Selon l'ex-élu, une municipalité comme Les Méchins, ayant un budget d'environ 2,5 millions $, requiert un maire à temps plein. Un salaire de 30 000 $ l'aurait incité à continuer comme maire. «Le gouvernement parle beaucoup d'occupation du territoire et de développement régional, fait-il remarquer. Mais il ne fait pas grand-chose. Il a donné 200 millions $ pour un nouveau colisée à Québec. Pourquoi ne donnerait-il pas 30 000 $ par année pendant quatre ans aux maires des 152 municipalités dévitalisées du Québec? Ça coûterait 18 millions $.»

Steve Ouimet a succédé à Jean-Sébastien Barriault pendant cinq mois. Âgé lui aussi dans la jeune trentaine et père de deux enfants, l'homme tient le même discours. Il ne s'est d'ailleurs pas représenté à la mairie lors des dernières élections pour cette raison.

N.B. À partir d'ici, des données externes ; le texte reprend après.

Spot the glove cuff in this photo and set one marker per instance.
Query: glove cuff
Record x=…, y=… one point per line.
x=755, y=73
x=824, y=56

«La façon dont on travaille comme maire, c'est un peu comme un agent de développement, explique l'intervenant social. On doit insuffler des idées de développement auprès de la population. Je mettais environ 15 heures par semaine, mais j'aurais très bien pu faire 35 heures. J'aurais pu monter des projets, aller chercher des subventions, être un genre d'allumeur de flammes, mettre la communauté en action et être à l'écoute des citoyens pour mettre en place une mobilisation.»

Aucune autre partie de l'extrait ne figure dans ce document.